S&P 500 stocks are overpriced by about 27% according to my metrics. It’s bad, but I have already measured an overvaluation of 39% before the correction of February 2018. Moreover, in all sectors except energy and communication, quality scores are above a baseline calculated with 11-year averages (see next chart).
Value scores (“VS”) and quality scores (“QS”) for all GICS sectors in the S&P 500 index. Metrics are defined in my monthly dashboard articles. Chart: author
Despite high valuations, the equity risk premium is favorable to stocks regarding my SEP metric (simplified equity premium). It means stocks look better than bonds. I have recently written an article on the current bear market in bonds.
The S&P 500 aggregate EPS has hit an all-time high in the last earnings season.
S&P 500 aggregate EPS, trailing twelve months. Chart: author; Data: Portfolio123
The next chart plots the difference between good and bad EPS surprises in S&P 500 companies since 2002 in percentage (0.5 is 50%). In the last earnings season, 86.2% of S&P 500 companies has beaten EPS expectations and 10.6% missed them. This is a new high for the difference “good minus bad” in S&P 500 earnings surprises.

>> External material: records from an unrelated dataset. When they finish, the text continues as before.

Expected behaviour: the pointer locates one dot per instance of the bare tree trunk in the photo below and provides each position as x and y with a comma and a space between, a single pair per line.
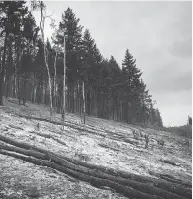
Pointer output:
83, 95
55, 79
2, 73
49, 78
64, 83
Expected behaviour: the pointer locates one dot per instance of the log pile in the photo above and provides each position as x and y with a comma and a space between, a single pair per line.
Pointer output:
130, 185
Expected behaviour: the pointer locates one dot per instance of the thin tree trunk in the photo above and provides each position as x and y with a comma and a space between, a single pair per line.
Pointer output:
3, 71
45, 60
83, 95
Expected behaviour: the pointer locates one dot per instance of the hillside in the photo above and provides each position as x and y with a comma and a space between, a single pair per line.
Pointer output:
163, 170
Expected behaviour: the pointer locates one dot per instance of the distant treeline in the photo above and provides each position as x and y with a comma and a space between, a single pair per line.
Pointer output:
33, 70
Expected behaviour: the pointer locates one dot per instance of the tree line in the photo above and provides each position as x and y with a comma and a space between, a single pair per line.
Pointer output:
32, 69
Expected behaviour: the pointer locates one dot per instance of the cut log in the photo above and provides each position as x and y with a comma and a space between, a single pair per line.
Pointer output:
121, 177
99, 183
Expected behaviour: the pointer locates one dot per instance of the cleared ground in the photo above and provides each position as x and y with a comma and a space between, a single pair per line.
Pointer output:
100, 142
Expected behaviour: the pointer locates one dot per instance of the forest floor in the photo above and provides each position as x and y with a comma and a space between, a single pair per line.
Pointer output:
100, 142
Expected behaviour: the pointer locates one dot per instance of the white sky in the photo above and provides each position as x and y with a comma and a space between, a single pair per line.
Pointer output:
159, 36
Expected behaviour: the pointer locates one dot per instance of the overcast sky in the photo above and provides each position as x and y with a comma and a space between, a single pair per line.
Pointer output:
158, 35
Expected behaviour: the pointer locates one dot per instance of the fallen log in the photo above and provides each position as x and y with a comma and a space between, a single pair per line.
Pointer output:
144, 188
99, 183
173, 188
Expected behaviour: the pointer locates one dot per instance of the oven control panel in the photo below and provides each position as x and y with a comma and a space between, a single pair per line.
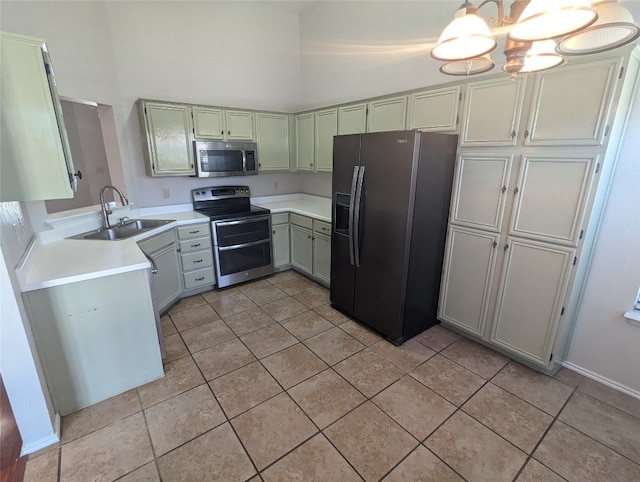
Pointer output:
220, 192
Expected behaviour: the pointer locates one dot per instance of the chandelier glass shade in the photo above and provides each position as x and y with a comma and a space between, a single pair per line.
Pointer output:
540, 33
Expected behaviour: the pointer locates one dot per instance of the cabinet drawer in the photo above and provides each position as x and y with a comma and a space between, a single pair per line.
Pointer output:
198, 259
320, 227
158, 241
195, 244
303, 221
201, 277
194, 231
279, 218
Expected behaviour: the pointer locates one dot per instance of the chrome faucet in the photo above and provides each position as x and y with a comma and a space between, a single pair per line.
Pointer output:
105, 210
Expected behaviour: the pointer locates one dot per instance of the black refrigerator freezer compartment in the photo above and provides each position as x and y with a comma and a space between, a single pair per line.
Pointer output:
393, 285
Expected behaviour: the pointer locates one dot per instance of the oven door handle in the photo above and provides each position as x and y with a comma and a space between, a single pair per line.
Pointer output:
241, 221
244, 245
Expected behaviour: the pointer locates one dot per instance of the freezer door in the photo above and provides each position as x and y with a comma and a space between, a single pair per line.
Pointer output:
346, 158
389, 163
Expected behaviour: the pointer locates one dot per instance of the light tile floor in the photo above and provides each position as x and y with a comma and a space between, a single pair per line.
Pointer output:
265, 381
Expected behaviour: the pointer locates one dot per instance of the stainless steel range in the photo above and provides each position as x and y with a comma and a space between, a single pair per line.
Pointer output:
241, 233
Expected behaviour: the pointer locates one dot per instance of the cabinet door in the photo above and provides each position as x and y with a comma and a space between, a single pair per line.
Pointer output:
467, 277
301, 249
322, 258
280, 238
434, 110
239, 125
33, 151
492, 111
551, 196
480, 191
352, 119
208, 123
571, 105
304, 142
272, 134
168, 129
387, 115
533, 286
326, 127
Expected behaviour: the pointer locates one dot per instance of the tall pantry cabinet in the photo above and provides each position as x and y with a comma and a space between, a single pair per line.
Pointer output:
535, 160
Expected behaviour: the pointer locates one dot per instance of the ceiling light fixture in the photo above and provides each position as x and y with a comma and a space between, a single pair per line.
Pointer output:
540, 32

In last week’s AAII survey, bullish opinions are 8.9 percentage points above the historical average (this is about one standard deviation) and 10 percentage points below the 12-month high reached in April. It means the crowd’s sentiment is bullish, but not in euphoria. On 15th September, the bull ratio fell below one standard deviation under the mean and it did it again two weeks later. According to AAII historical data, it was a contrarian clue pointing to an 80% probability of gain in 6 months with a median return about 6%. Of course, past data are not a guarantee for the future.
Short seller sentiment
Academic research shows that the average short interest in stocks is a good predictor of market return: the lower the value, the better the expectations (Rapach, Ringgenberg, Zhou, 2016). The average short interest in S&P 500 stocks fell to a 20-year low in July and is 4 bps above it as of writing.
5-year chart of the average short interest in S&P 500 stocks, in percentage points. By Portfolio123
The S&P 500 just went through a seasonal correction in line with September’s bad reputation. Economic indicators have recovered very fast since April 2020, but their signals are mixed now: housing starts are declining and retail sales are on a plateau. S&P 500 stocks are overpriced by historical standard, but the equity risk premium is favorable to stocks. Moreover, aggregate earnings and EPS surprises support SPY moving to a new high. Some sentiment data have sent bullish signals and seasonality is supportive for the next two months. Of course, there is no guarantee and anything may happen.